Some time ago I got a light meter to work, and temperature I had already mastered, so all I needed was wind speed, and maybe direction, and a way to send data around, which was solve by the JeeStuff!

I have built the anemometer before the holidays, but did not have the opportunity to blog about it, so here goes a picture:



It was just a check of whether it moved in the wind, and if you look carefully you can even notice that it is rotating!

And today I bought a weather proof electrical box, and started the process.

First, the JeeNode did not fit inside, by an estimate 0.5 millimeters, so i had to get the dremel tool out and get a some of it sanded into dust, in order to fit.



Then I devised a transparent lid for the light sensor, which I will show you in a future post, when I get a decent picture of it. I did it by warming up some rigid package plastic and forcing it into the hole with a rounded end of a spoon. Then I cut it and inserted it, screwed it and it looks great! (in my opinion!)

I also made some sort of plugs/shield, but I am not yet 100% sure of how it should be.

I did decided to change all the electronics for the sensors to work with 3.3V.

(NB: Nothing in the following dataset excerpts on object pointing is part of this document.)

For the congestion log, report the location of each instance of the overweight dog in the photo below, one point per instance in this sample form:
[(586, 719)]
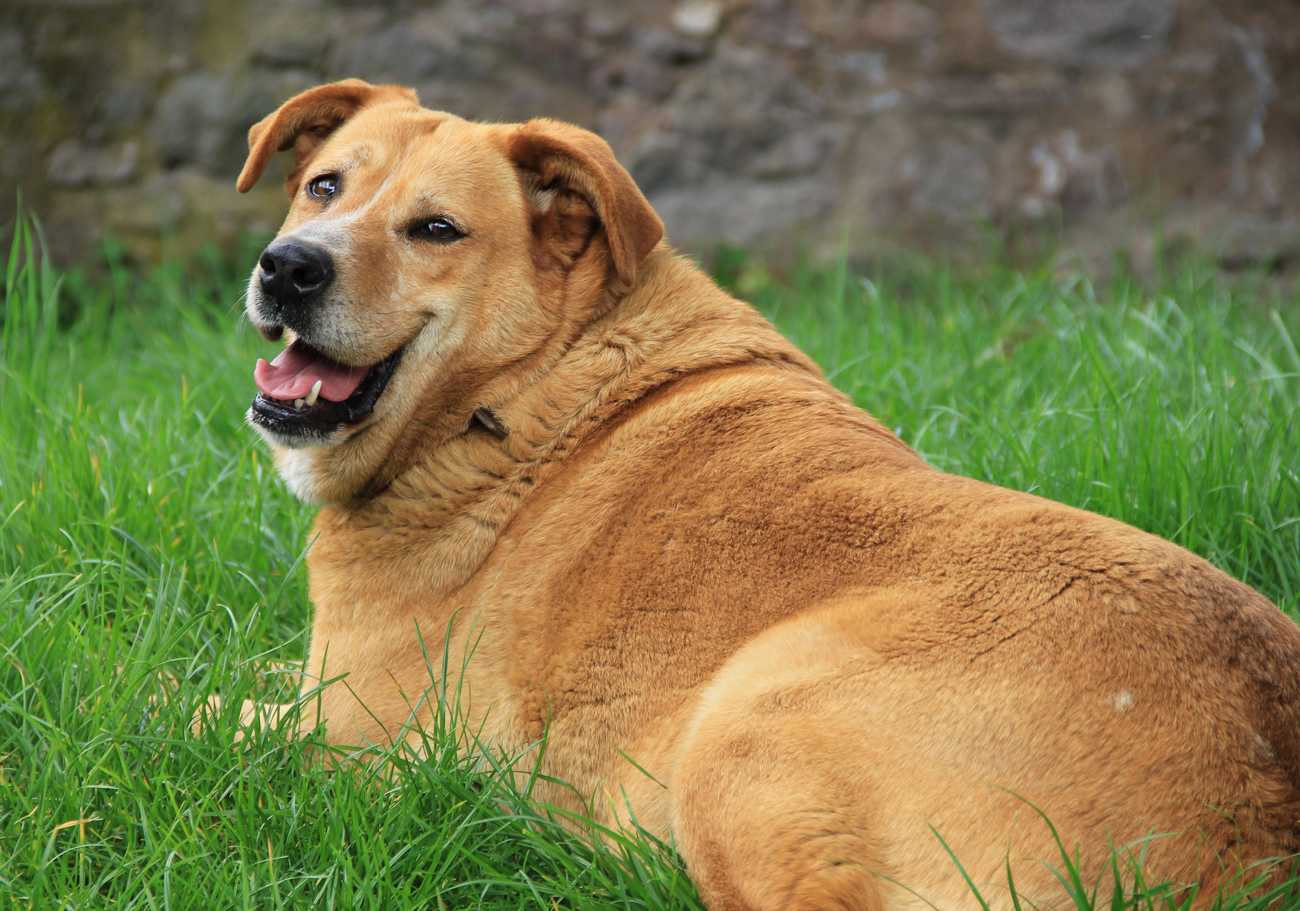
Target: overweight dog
[(741, 610)]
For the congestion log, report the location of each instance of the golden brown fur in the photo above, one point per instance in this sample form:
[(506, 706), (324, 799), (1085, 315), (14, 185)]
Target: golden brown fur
[(690, 551)]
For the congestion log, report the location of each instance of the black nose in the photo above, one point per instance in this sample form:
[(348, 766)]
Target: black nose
[(294, 273)]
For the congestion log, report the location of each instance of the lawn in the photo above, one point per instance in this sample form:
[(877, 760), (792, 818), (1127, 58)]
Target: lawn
[(150, 558)]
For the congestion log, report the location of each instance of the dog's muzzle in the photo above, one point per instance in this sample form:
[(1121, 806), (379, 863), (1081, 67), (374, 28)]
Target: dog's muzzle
[(293, 276)]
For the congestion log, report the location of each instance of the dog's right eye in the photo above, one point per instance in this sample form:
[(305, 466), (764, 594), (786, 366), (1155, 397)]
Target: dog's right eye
[(324, 186)]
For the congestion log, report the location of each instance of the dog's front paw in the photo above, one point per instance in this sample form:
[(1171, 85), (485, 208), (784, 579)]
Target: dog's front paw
[(251, 715)]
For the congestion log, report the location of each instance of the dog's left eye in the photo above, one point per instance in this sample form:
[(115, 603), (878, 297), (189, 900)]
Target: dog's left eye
[(436, 229), (324, 186)]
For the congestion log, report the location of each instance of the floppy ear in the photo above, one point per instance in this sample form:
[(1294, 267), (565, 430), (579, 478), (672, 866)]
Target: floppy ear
[(563, 163), (304, 121)]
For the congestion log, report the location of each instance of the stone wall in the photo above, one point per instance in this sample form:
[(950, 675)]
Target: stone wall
[(781, 125)]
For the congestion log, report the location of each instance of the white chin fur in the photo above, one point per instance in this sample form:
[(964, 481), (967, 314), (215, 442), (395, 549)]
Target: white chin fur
[(297, 467)]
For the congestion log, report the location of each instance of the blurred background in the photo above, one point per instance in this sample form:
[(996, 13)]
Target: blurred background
[(1083, 129)]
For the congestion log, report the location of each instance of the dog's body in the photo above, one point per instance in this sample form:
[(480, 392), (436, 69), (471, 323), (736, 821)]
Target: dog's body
[(740, 610)]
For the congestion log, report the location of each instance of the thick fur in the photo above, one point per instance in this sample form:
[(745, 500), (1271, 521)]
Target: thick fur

The initial plan was to run it from 5V, but since the JeeNode has a 3.3 LDO regulator, it would be a waste of energy to have say 6V, converted to 5V for the sensors, converted to 3.3V for the jeeNode. And since soon this will all run from a battery and solar panel, the less power the better!

So tomorrow (or today, since it is pretty late) I'll have to redo the detection of rotations for the annemometer, and install the whole thing temporarily to see if all is functional!

I still have to figure out the temperature measurement, but I'll probably end up going with one of those temperature/relative humidity digital combined sensors, instead of the good old LM35.